しかし「木枯し紋次郎」が様式化されたチャンバラに風穴を開けたように、この映画は戦闘場面にリアルさを持ち込んだ(ただこの本によるとその後だれも後に続かなかったらしい・・・しかしそれが戦国時代の戦闘シーンだけでなく、戦闘シーンというものにおける日本映画やドラマのリアリティーの欠如と結びついているはずだ)。降りしきる雨の中志村喬が射た弓が水しぶきを上げながら飛んでいく場面、ぬかるみを馬と人間が泥んこになりながら走り回りのた打ち回る場面など、圧巻というほかない。
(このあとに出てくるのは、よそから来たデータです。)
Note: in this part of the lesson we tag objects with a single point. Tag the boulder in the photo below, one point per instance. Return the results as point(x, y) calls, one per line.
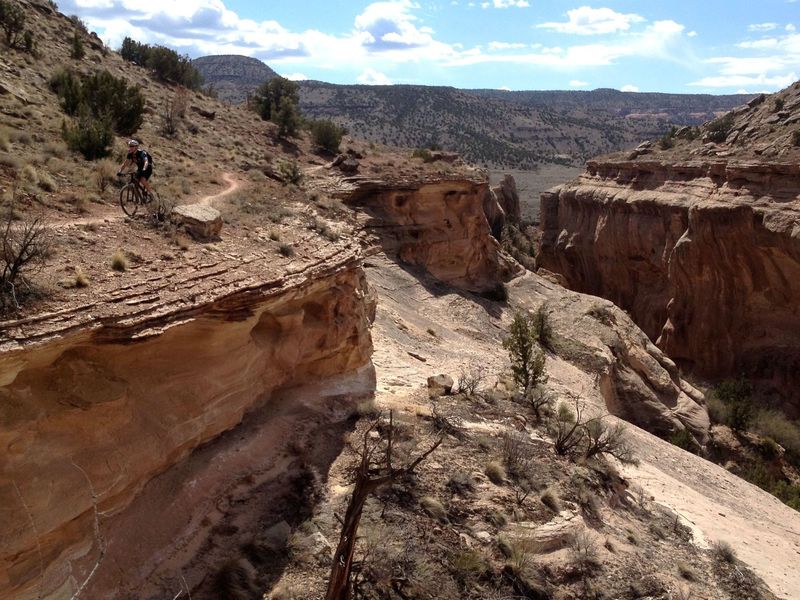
point(200, 221)
point(349, 165)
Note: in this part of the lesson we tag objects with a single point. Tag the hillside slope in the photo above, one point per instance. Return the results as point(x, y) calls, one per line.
point(233, 77)
point(177, 411)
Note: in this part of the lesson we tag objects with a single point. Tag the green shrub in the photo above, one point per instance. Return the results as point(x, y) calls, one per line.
point(434, 508)
point(723, 552)
point(730, 403)
point(287, 118)
point(165, 63)
point(327, 134)
point(527, 360)
point(775, 425)
point(90, 136)
point(718, 129)
point(290, 171)
point(269, 95)
point(77, 51)
point(12, 22)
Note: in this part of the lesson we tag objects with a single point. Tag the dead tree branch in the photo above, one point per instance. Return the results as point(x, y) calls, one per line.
point(370, 475)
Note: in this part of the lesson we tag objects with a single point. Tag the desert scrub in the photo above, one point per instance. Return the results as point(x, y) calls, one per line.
point(496, 473)
point(434, 508)
point(119, 261)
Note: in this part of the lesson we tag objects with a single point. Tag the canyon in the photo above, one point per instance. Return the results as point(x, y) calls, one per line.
point(703, 252)
point(181, 422)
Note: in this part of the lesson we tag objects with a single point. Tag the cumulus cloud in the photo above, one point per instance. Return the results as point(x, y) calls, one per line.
point(659, 39)
point(509, 3)
point(373, 77)
point(771, 63)
point(762, 27)
point(506, 46)
point(593, 21)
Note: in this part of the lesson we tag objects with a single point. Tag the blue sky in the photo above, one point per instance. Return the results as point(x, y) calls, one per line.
point(685, 46)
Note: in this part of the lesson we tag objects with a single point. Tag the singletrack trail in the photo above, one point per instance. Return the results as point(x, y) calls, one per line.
point(233, 185)
point(114, 214)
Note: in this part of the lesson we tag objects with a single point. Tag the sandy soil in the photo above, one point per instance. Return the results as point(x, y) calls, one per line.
point(718, 505)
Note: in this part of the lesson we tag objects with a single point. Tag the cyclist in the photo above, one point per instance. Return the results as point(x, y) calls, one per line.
point(143, 162)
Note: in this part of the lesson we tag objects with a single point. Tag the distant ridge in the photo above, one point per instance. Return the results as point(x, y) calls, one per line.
point(492, 128)
point(233, 76)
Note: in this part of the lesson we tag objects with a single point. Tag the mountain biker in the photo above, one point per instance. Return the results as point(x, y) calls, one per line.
point(143, 162)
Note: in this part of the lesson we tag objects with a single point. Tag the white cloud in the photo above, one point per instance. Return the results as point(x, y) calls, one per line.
point(505, 46)
point(762, 27)
point(373, 77)
point(723, 81)
point(510, 3)
point(594, 21)
point(763, 44)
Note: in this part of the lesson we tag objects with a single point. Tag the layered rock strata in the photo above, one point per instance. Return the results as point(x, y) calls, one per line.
point(705, 256)
point(96, 400)
point(437, 224)
point(638, 382)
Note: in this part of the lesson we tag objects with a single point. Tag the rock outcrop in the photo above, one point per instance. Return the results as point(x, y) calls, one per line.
point(502, 206)
point(202, 222)
point(438, 224)
point(704, 256)
point(96, 400)
point(639, 383)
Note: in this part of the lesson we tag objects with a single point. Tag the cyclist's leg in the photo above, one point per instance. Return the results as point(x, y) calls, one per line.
point(144, 177)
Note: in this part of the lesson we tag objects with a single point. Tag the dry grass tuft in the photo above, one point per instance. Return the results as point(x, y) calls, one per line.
point(551, 500)
point(434, 508)
point(119, 261)
point(496, 473)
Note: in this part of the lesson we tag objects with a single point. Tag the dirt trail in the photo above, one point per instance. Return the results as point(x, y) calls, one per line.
point(114, 214)
point(233, 185)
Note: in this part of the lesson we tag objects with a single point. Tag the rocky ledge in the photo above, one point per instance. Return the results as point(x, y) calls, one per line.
point(704, 255)
point(97, 399)
point(437, 224)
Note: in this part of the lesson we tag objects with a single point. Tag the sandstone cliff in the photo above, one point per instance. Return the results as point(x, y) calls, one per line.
point(438, 224)
point(98, 399)
point(704, 253)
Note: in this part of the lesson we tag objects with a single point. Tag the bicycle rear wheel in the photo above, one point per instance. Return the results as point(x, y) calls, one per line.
point(129, 199)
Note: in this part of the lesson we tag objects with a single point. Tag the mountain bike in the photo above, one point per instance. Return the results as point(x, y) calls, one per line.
point(132, 196)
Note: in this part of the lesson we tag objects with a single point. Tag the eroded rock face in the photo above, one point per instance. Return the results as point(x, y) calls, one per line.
point(439, 225)
point(97, 406)
point(704, 256)
point(202, 222)
point(502, 206)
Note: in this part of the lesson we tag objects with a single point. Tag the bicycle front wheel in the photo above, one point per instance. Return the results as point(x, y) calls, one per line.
point(129, 199)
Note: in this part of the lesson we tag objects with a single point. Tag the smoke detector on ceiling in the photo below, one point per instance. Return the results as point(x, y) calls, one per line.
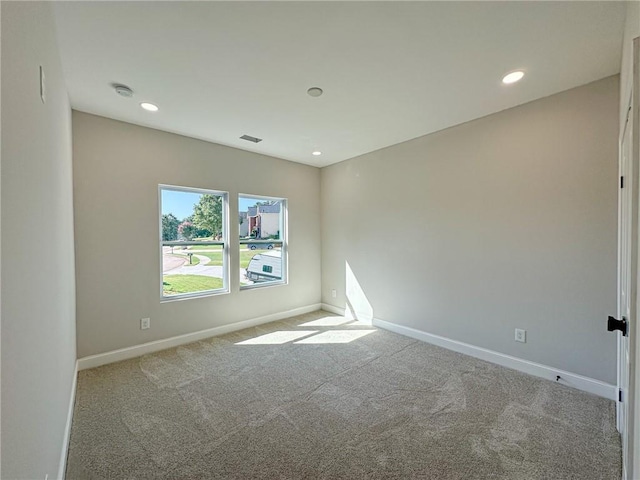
point(123, 90)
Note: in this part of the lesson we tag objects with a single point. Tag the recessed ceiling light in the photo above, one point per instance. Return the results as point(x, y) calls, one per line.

しかしこの本のすごいところは、この映画が現在の世界でどんな風に見られているのか、また1954年の日本がどんな時代で、黒澤がどんな人間で、ということをきちんと整理してくれたことだろう。そうすることで「七人の侍」のどこがすごいのか、どこが時代の子なのかよく分かるようになっている。一見簡単そうに見えて、じつは大変な作業だ。この映画の前にどんな映画があってそこではどんな風に描かれているかと簡単に書いているから、だれでも簡単に分かるように思えるかもしれないが、それはあくまでも後から言えることであって、そういう的確な引用ができるためには膨大な資料をたんねんにたどってこなければならなかったはずだ。

前書きには四方田がどうして「七人の侍」をもう一度見直そうという気になったのかという動機についても書いてあり、導入部としては申し分ないつくりになっている。

久しぶりに読み応えのある本を読んだ。